Don’t go overboard when buying.
Resist the urge to get carried away with special offers. There are plenty of “three for €10” packages available at many butchers, and it’s easy to think you’re getting great value, but really think about when you’ll use the meat – if you’re going to end up throwing it away, or leaving it languishing in your freezer for years, it’s not value at all. Meal planning and shopping accordingly is the best way to ensure minimal food waste, saving yourself good money.
Recognise what’s worth buying in bulk.
Things you use all the time (such as chicken fillets or beef mince) are worth stocking up on, especially if you have a large freezer. Otherwise, just buy what you need, fresh, on a regular basis.
Don’t be afraid to set a budget at the butcher.
Never be embarrassed to say you only have a certain amount to spend. If you’re on a budget, it always helps to clarify this to your butcher – he/she will always try to get you the best possible value and can show you how to maximise your spend.
Ask for cooking advice.
Whether it’s new ways to cook your family’s favourite meats, or guidelines on how to tackle something new, your butcher has advice and ideas waiting for you. Take advantage of his/her knowledge and be sure to ask any questions that come to mind.
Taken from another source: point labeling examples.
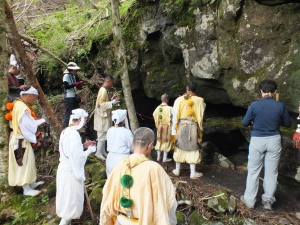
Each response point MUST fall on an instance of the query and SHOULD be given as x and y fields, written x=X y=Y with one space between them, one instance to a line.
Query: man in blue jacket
x=265 y=118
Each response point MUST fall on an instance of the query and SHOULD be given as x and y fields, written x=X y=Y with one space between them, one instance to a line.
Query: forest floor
x=218 y=178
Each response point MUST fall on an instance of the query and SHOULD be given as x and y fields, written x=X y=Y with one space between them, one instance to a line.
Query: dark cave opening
x=228 y=143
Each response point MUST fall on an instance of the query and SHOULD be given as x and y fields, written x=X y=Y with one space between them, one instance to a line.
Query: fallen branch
x=289 y=218
x=47 y=52
x=92 y=184
x=186 y=202
x=207 y=198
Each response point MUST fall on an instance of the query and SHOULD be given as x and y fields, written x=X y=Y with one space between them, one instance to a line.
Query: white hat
x=298 y=128
x=77 y=114
x=120 y=115
x=73 y=66
x=30 y=91
x=13 y=61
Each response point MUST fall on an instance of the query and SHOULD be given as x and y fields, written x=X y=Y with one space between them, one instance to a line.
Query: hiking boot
x=267 y=205
x=175 y=172
x=196 y=175
x=243 y=200
x=167 y=160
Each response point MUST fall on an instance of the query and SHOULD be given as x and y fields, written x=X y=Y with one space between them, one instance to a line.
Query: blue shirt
x=267 y=116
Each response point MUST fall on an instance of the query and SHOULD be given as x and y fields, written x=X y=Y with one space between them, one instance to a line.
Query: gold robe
x=103 y=108
x=25 y=174
x=166 y=115
x=152 y=192
x=180 y=110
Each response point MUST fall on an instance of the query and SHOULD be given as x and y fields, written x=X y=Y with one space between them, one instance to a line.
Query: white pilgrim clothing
x=23 y=128
x=70 y=174
x=119 y=146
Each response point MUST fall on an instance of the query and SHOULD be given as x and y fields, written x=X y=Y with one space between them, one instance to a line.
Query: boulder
x=220 y=203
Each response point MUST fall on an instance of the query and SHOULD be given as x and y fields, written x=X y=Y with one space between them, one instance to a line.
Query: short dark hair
x=164 y=97
x=143 y=136
x=192 y=86
x=109 y=77
x=268 y=85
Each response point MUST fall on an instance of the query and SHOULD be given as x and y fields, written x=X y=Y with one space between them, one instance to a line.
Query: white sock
x=158 y=153
x=28 y=191
x=165 y=155
x=193 y=169
x=177 y=167
x=35 y=184
x=64 y=221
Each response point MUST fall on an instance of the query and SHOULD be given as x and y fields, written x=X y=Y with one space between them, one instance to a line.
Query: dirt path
x=218 y=178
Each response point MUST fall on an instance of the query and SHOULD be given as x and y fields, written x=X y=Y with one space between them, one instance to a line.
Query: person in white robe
x=21 y=166
x=119 y=140
x=139 y=191
x=70 y=174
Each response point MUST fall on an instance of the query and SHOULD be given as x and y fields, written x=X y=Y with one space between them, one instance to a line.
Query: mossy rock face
x=196 y=218
x=219 y=204
x=51 y=189
x=95 y=197
x=96 y=171
x=235 y=221
x=89 y=222
x=180 y=218
x=7 y=214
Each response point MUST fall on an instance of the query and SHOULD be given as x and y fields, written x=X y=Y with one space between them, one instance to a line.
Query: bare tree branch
x=20 y=54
Buy seasonally… most of the time.
In general, buying meat in season is the most cost-effective way to shop. Venison, for examle, is something that is perceived as very expensive, but this is not necessarily the case if you buy it in season. The one exception is lamb, which tends to go up in price during the spring. You’ll find much better value for lamb if you buy it at the end of the season.
There is no such thing as the “best” cut.
A fillet steak isn’t “better” than beef ribs just because it’s more expensive. It all depends on two things: personal preference and how you’re planning on treating the meat.
Be responsible when buying meat.
Following on from that, don’t always go for the fancy, more expensive cuts. Not only are you spending far more than you should be, but often the cheaper cuts have more flavour. Furthermore, as a butcher, I firmly believe that every part of the animal deserves to be used – this is a way of showing respect for the animals we butcher. We encourage this attitude in our customers so that we can keep doing our best to ensure that nothing is wasted.
Pay attention to serving sizes.
In general, it’s better for your waistline and your wallet to eat reasonably portioned meat. Aim for somewhere around 170-200g per person for “whole” meat, such as steaks or chops; with meat that’s going into a pie or similar dish, you can use less of it and bulk it out with fresh vegetables and potatoes.
Use up leftover meat in new ways throughout the week.
There are so many ways to repurpose leftover meat, and many of them end up even more delicious than the original meal. Leftover corned beef? Pan-fry it with sliced potato and onions. Use leftover meat from a Sunday roast to make a delicious stew or pie. Even cooked sausages or rashers can be used to fill sandwiches or rolls the next day, or chopped and added to omelettes or scrambled eggs. Pick every last bit of roast chicken from the bones and make club sandwiches for dinner, or freeze for your next chicken pie. There’s always a way to use leftover meat and the important thing is not to waste anything – cooked meat will last in the fridge for three days, and if you’re not going to use it within that time, pop it in the freezer for another day.